This topic describes how to separate hot data and cold data in a ClickHouse cluster of Alibaba Cloud E-MapReduce (EMR) by using Object Storage Service (OSS). The operations that are described in this topic help you not only automatically maintain hot data and cold data in a cluster, but also fully utilize computing and storage resources in the cluster to reduce costs. The operations do not affect the read and write performance of the cluster.
Prerequisites
A ClickHouse cluster of EMR V5.7.0 or later is created in the EMR console. For more information, see Create a ClickHouse cluster.
Limits
You can perform the operations that are described in this topic only in a ClickHouse cluster of EMR V5.7.0 or later.
Procedure
Step 1: Add an OSS disk in the EMR console
- Go to the Configure tab on the ClickHouse service page of the cluster.
- Log on to the EMR on ECS console.
- In the top navigation bar, select the region where your cluster resides and select a resource group based on your business requirements.
- On the EMR on ECS page, find the cluster that you want to manage and click Services in the Actions column.
- On the Services tab, click Configure in the ClickHouse section.
- On the Configure tab, click the server-metrika tab.
- Change the value of the storage_configuration parameter.
- Save the configuration.
- Click Save in the upper-right corner of the Service Configuration section.
- In the Confirm Changes dialog box, configure Description, turn on the Auto-update Configuration switch, and then click OK.

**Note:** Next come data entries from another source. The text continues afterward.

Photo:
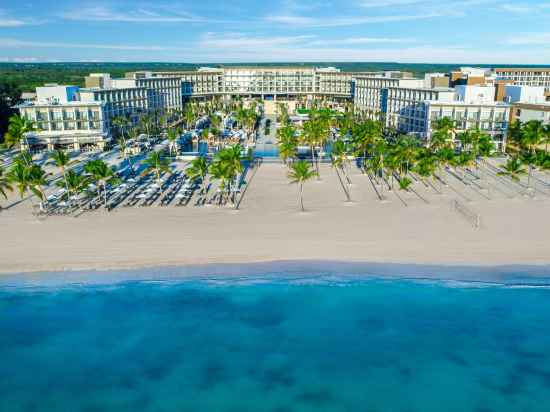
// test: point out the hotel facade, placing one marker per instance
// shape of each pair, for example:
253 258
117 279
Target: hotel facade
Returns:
72 116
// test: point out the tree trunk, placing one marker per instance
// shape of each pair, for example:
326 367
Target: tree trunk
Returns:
302 196
348 198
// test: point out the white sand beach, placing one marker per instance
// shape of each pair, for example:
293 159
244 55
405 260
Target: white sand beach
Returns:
269 227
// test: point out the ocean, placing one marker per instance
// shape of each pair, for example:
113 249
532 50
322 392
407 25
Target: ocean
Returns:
276 342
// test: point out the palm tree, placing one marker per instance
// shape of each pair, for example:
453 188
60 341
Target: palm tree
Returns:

- Deploy the client configuration.
- On the Configure tab of the ClickHouse service page, click Deploy Client Configuration.
- In the Cluster Activities dialog box, configure Description and click OK.
- In the Confirm message, click OK.
Step 2: Check the configuration
- Log on to the ClickHouse cluster in SSH mode. For more information, see Log on to a cluster.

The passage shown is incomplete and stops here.